Research Proves It! Yoga Improves Bone Density

Skeleton of the man. 3D the image of a man's skeleton under a transparent skin

I became interested in methods to build bone health in my early thirties.  Not coincidentally, it was the same day my first DEXA scan showed that I already had osteoporosis, likely due to excessively low estrogen levels in spite of estrogen replacement therapy.
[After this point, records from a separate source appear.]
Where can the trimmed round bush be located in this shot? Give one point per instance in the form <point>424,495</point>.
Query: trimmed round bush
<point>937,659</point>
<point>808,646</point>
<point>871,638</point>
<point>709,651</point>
I’ve long believed that yoga could safely help build bones, as has my teacher, Gary Kraftsow. It makes sense. After all, yoga is a low impact, weight-bearing exercise that strengthens the muscles supporting the spine, wrist, and hip, which are at particularly high fracture risk in individuals with osteoporosis.  Anecdotally, I also know that my own bone density increased from moderate osteoporosis and osteopenia (depending on the bone) to “low normal.” The increases began after I started practicing yoga–in spite of the fact that the doctor took me off of bone-building medication.

Finally, we have some research that backs us up.

The ten-year study done by Dr. Loren M. Fishman—a physiatrist at Columbia University who specializes in rehabilitative medicine—involved Iyengar postures, but I have every reason to believe Viniyoga (which uses repetition as well as “staying” in poses to build strength) would have results that are as good, if not better.

Study practitioners performed yoga poses for twelve minutes every day (or at least every other day) for ten years. The time period is important:  Bone density builds slowly. It can take years to find measurable change. According to a December 21 New York Times article:

“The findings, as reported last month in Topics of Geriatric Rehabilitation, showed improved bone density in the spine and femur of the 227 participants who were moderately or fully compliant with the assigned yoga exercises.

Improvements were seen in bone density in the hip as well, but they were not statistically significant.”

Even more encouraging, there were no fractures or significant injuries among any of the participants in the study—indicating that yoga is a safe activity even for older individuals with significant bone loss. And unlike bone-building drugs, which come with a host of gastrointestinal and other side effects, yoga gives increased strength, better posture and improved mental health.

Go forth and practice! Your body, breath, mind, and bones will thank you!